While writing yesterday’s post, I noticed something else about this week’s passage from Peretti’s book, “The Visitation.” As I didn’t feel it really fit in with the rest of my post, I decided to save it for a short blog post today. Because the passage in question involves Pentecostal characters, it included certain tell-tale signs that one would expect when reading about Pentecostal characters, such as one of them praying in tongues. What I found noteworthy about this is how Peretti describes it:
She was standing still, clutching her Bible to her bosom and looking heavenward, her lips moving rapidly as she whispered in another language.
A few paragraphs later, he phrases it similarly:
Now all three women were pointing and looking while Dee kept singing in and out of English.
If Peretti had been writing with a strictly Pentecostal audience in mind, he might have used terms like “praying in tongues” and “singing in the spirit.” Instead, he uses phrases that describe these concepts in an attempt to better explain things to non-Pentecostal readers.
Having read other books by Peretti, the fact that he’s expecting non-Pentecostal readers, let alone thinking about making his idea accessible to him, is worthy of some note. Earlier books like “This Present Darkness” were rife with “insider language” of not only Pentecostals, but those involved with spiritual warfare. To my mind, those books were clearly intended to target those audiences. This new, more accessible language to a larger audience is a relatively new development.

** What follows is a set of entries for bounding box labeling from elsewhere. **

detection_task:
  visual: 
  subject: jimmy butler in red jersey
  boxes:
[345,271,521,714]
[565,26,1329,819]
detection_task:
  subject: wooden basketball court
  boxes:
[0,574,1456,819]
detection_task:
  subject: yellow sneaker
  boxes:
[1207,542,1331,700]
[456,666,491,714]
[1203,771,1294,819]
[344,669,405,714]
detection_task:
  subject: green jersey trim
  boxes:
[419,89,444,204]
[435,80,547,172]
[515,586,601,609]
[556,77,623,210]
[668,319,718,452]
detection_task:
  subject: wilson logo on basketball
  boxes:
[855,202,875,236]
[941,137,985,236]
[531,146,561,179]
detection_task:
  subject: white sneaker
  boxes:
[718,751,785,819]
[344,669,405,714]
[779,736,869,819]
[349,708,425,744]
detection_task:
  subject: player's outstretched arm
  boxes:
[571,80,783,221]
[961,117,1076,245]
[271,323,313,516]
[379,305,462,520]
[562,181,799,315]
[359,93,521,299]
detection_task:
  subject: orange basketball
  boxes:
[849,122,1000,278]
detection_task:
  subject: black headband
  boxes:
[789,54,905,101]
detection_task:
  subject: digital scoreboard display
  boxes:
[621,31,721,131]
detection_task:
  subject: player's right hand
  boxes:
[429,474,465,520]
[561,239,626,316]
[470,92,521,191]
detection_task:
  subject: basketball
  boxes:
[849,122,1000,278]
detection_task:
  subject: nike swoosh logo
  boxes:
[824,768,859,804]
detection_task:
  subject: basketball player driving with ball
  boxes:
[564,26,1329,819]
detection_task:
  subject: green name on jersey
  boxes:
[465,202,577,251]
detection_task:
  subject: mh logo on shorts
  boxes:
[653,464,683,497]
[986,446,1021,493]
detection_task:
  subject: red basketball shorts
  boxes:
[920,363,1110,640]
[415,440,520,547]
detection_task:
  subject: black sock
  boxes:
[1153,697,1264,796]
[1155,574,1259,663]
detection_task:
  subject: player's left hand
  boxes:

I’m a bit curious how successful a move it is. This book is still about supernatural events that are theoretically supposed to happen in the real world. I can’t imagine your average Episcopalian or Methodist taking an interest in this book. Plus there’s the fact that he’s not entirely successful. There are still a few points in which falls back into thinking like a Pentecostal and shutting out any other potential readers he might snag. However, I give him credit for trying.